Per il nostro angolo di cucina tradizionale divulgo questa ricetta: deliziosa, nutriente, ed assolutamente ecosostenibile e financo ecopromotrice direi, che ho assaggiato di recente in una trattoria di Montefiascone. E’ una ricetta della tradizione comune a molti paesi delle regioni boscate di montagna e media collina, simile ovunque ma con molte variazioni locali sul tema.
In questi paesi la castanicoltura da frutto ha rappresentato l’elemento chiave dell’economia di sussistenza. Ora può divenire l’elemento trainante di un ecoturismo di qualità, soprattutto quando integrata al turismo eno-gastronomico. Le castagne e le loro farine, infatti, per quanto deliziose potessero essere, hanno rappresentato l’alimento base di quotidiano consumo in autunno ed in inverno. Non stupisce che potessero venire a noia. Non stupisce neanche che il bisogno aguzzi l’ingegno e che la fantasia sia venuta in soccorso a queste popolazioni che hanno utilizzato le castagne per le preparazioni più varie. Dai dolci, ai primi, ai secondi. Questa zuppa è una di queste fantasiose e goduriose espressioni della cultura culinaria popolare. Vi servono:
- una quindicina di castagne per ogni commensale
- un bicchiere scarso di ceci secchi o 100 grammi di ceci in scatola
- odori misti
- alloro
- olio extravergine d’oliva
- sale, pepe bianco e pepe nero
Si incidono le castagne fresche (vanno bene anche i marroni), si mettono a cuocere in forno con qualche foglia d’alloro bagnata. In alternativa per una versione sbrigativa si possono acquistare le castagne secche da reidratare in ammollo ma, come mi ha fatto notare l’oste, non è la stessa cosa. Cotte sulla brace (tanto meglio) o comunque nel forno, protette nei loro gusci lucidi, mantengono tutti gli aromi e le fragranze dell’endosperma del seme. Una volta cotte si “pelano”, come si fa normalmente per le caldarroste (dette bruciate in Toscana). Questa è, insieme all’incisione, l’operazione più noiosa, d’ora in poi è tutto facile.

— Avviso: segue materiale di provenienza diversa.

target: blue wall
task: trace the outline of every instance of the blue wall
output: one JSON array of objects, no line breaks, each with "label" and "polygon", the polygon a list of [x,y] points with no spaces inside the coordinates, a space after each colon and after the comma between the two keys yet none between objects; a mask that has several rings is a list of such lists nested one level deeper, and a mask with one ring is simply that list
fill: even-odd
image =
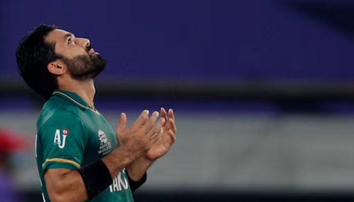
[{"label": "blue wall", "polygon": [[[108,62],[101,79],[354,78],[354,34],[321,17],[326,9],[354,7],[349,1],[1,2],[0,62],[6,77],[16,75],[20,39],[46,23],[91,39]],[[333,12],[334,18],[343,14]]]}]

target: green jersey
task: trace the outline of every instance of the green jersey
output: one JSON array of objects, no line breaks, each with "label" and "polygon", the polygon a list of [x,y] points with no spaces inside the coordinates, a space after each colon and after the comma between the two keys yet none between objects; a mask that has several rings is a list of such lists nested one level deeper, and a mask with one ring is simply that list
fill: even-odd
[{"label": "green jersey", "polygon": [[[50,169],[75,170],[119,146],[114,130],[97,110],[76,94],[57,90],[42,109],[37,123],[36,158],[43,201],[50,201],[44,174]],[[100,175],[100,173],[97,173]],[[91,201],[133,201],[125,169]]]}]

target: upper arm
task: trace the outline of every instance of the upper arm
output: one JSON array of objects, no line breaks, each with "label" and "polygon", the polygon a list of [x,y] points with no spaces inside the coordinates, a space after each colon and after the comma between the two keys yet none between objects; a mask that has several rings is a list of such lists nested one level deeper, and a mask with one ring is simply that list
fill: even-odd
[{"label": "upper arm", "polygon": [[83,181],[78,172],[63,168],[50,169],[44,177],[52,202],[81,201],[87,199]]}]

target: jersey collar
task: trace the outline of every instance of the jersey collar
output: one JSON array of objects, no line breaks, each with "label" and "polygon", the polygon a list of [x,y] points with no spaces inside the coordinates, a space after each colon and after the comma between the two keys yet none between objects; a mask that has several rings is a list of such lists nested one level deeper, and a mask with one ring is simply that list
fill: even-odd
[{"label": "jersey collar", "polygon": [[60,96],[65,99],[69,99],[81,108],[90,110],[97,114],[99,114],[97,110],[90,108],[86,102],[74,92],[57,89],[53,92],[53,96]]}]

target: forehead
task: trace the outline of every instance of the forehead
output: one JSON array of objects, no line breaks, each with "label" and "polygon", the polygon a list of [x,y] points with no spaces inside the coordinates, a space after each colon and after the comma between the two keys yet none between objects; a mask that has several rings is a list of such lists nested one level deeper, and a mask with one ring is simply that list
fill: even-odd
[{"label": "forehead", "polygon": [[50,42],[64,41],[65,36],[70,34],[71,33],[63,29],[56,29],[48,33],[46,36],[46,40]]}]

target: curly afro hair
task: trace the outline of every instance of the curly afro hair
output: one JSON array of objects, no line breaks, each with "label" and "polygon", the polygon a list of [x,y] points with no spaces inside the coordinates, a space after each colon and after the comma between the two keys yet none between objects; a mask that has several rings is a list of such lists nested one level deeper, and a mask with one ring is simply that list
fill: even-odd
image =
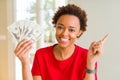
[{"label": "curly afro hair", "polygon": [[68,4],[66,6],[62,6],[58,8],[58,11],[56,11],[52,19],[52,23],[54,24],[54,26],[57,23],[58,19],[62,15],[66,15],[66,14],[74,15],[78,17],[80,21],[80,30],[86,31],[86,26],[87,26],[86,12],[74,4]]}]

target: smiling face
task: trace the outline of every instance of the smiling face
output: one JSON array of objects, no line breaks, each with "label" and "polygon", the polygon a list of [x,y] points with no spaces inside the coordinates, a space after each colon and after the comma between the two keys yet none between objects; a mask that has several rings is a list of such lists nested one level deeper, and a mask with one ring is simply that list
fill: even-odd
[{"label": "smiling face", "polygon": [[56,39],[60,47],[70,47],[82,34],[79,19],[74,15],[62,15],[56,23]]}]

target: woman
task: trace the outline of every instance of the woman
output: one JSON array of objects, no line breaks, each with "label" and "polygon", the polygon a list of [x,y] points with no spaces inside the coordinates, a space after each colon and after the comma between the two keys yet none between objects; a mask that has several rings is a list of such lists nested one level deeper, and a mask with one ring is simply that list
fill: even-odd
[{"label": "woman", "polygon": [[53,17],[58,43],[36,51],[32,73],[27,56],[32,42],[19,42],[15,54],[22,63],[23,80],[97,80],[97,60],[108,35],[94,41],[88,50],[76,45],[75,40],[86,31],[86,22],[86,13],[80,7],[60,7]]}]

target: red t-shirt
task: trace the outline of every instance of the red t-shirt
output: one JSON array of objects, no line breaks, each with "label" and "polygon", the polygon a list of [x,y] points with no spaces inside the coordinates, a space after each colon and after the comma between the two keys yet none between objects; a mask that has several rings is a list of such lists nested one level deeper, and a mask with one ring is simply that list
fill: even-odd
[{"label": "red t-shirt", "polygon": [[[33,76],[42,80],[83,80],[85,77],[87,49],[75,45],[74,53],[66,60],[57,60],[53,46],[37,50],[32,67]],[[95,74],[97,80],[97,75]]]}]

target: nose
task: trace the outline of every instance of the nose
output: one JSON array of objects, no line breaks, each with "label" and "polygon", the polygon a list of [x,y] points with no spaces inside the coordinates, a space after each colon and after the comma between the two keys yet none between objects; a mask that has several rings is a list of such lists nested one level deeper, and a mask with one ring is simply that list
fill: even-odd
[{"label": "nose", "polygon": [[68,34],[69,34],[69,33],[68,33],[68,30],[67,30],[67,29],[63,30],[62,35],[66,36],[66,35],[68,35]]}]

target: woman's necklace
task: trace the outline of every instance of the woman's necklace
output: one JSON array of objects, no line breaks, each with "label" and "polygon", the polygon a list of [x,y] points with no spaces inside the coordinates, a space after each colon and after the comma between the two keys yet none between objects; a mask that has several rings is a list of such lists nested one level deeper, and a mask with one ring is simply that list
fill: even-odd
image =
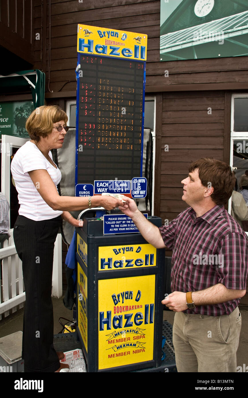
[{"label": "woman's necklace", "polygon": [[[40,149],[40,148],[39,148],[39,146],[38,146],[38,143],[37,142],[35,142],[35,145],[36,145],[36,146],[37,147],[37,148],[38,148],[38,149],[39,149],[39,150],[41,152],[41,153],[43,155],[43,156],[45,156],[45,157],[46,158],[46,159],[47,159],[47,160],[48,160],[48,161],[49,162],[49,163],[51,163],[51,164],[52,165],[52,166],[53,167],[54,167],[54,166],[53,166],[53,163],[52,162],[52,160],[51,159],[51,158],[49,156],[49,155],[48,155],[47,156],[46,156],[43,153],[43,152],[42,152],[42,151],[41,149]],[[56,168],[57,168],[57,167],[56,167]]]}]

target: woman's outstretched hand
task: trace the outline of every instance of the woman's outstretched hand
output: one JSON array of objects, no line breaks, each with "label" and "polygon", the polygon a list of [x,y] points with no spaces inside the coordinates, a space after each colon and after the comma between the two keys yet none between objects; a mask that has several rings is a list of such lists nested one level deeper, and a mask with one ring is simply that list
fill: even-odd
[{"label": "woman's outstretched hand", "polygon": [[100,199],[100,205],[106,210],[113,210],[116,207],[119,207],[123,205],[121,201],[112,196],[101,196]]},{"label": "woman's outstretched hand", "polygon": [[133,199],[127,196],[123,196],[123,200],[125,201],[125,202],[119,206],[119,208],[123,213],[132,219],[136,213],[139,212],[136,203]]}]

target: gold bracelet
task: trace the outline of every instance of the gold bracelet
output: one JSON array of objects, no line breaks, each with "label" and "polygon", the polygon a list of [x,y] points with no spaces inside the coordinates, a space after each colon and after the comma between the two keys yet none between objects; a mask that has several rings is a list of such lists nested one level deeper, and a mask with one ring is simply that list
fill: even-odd
[{"label": "gold bracelet", "polygon": [[91,196],[88,196],[89,209],[91,209]]}]

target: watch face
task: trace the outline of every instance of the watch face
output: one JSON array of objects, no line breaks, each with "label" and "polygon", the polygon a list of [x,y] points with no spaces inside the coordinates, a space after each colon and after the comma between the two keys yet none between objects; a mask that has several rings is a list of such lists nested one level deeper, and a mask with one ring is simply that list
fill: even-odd
[{"label": "watch face", "polygon": [[195,306],[193,302],[189,302],[187,303],[187,306],[189,309],[191,310],[192,308],[195,308]]},{"label": "watch face", "polygon": [[198,0],[195,6],[195,14],[197,17],[205,17],[213,10],[215,0]]}]

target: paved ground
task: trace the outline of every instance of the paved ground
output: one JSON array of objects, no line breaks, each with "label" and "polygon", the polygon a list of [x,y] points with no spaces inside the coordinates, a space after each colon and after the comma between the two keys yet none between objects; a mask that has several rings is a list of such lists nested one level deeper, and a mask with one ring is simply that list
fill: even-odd
[{"label": "paved ground", "polygon": [[[239,345],[237,351],[237,366],[241,366],[243,369],[243,364],[248,366],[248,311],[241,310],[242,318],[242,326],[239,338]],[[166,320],[172,325],[173,324],[175,312],[170,310],[164,311],[164,319]],[[248,368],[247,368],[248,369]]]},{"label": "paved ground", "polygon": [[[247,294],[246,296],[248,296]],[[61,316],[67,319],[73,318],[73,311],[66,309],[64,307],[62,298],[53,298],[54,318],[54,334],[59,333],[62,327],[59,322]],[[242,317],[242,327],[239,340],[239,345],[237,353],[237,365],[243,368],[243,364],[248,366],[248,306],[242,310],[240,307]],[[18,330],[22,330],[23,309],[19,310],[12,315],[0,320],[0,338],[10,334]],[[167,320],[172,325],[173,324],[175,313],[170,310],[164,311],[164,319]]]}]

Si uniscono le castagne ai ceci possibilmente bio e locali (come sempre) che avremmo fatto ammollare dalla notte prima e messo a bollire in una pentola (preferibilmente di coccio) per il tempo necessario a renderli tenerissimi.
Per quanto riguarda i ceci, cercate di azzeccare subito la dose di acqua per far li cuocere, uniti al sale e ad un gambo di sedano, una carota ed una cipolla tagliati a pezzettini. L’acqua non deve essere troppa, altrimenti la zuppa che ne risulterà sarà troppo acquosa, appunto. Se i ceci navigano in un mare di acqua buttatene via un po’; operazione con la quale, però andrà via anche un po’ di sapore già diluito dal troppo solvente. Anche in tal caso potete utilizzare i ceci in scatola scolati e messi a sobbollire (mi raccomando evitate i ceci messicani, grossi, duri, insapore e per nulla a chilometro zero) ma l’acqua non recherà gli aromi dei ceci come nel caso dei legumi secchi, imbibiti e cotti in essa.
Unite la castagne ai ceci e fate cuocere insieme per 10 minuti in modo da sposare i sapori. Ora potete, secondo gradimento, frullare tutto, per nulla o in parte la zuppa-crema a seconda dei vostri gusti. Le nonne direbbero di passare i ceci, di modo da trattenere la pellicina. Ed in effetti avrebbero ragione, se ne avete tempo e voglia usate sempre il passaverdure e l’olio di gomito, i sapori e la consistenza sono più buoni e certamente è più ecologico dell’elettricità. Potete servire così con crostini di pane croccante, pepe bianco ed un filo d’olio a crudo.
Gli irriducibili del soffritto potranno, a parte, aver fatto rosolare cipolle ed odori in un tegame al quale uniranno poi la zuppa per qualche minuto ma se le castagne ed i ceci sono davvero “speciali” non ci sarà bisogno di alcun soffritto.
Il consumo di castagne e di marroni locali contribuisce a preservare i nostri storici castagneti da frutto, il sapere degli innestatori, dove hanno abitato tanta parte della cultura, delle leggende e delle tradizioni e che per tanta parte hanno disegnato i paesaggi boscati di Italia.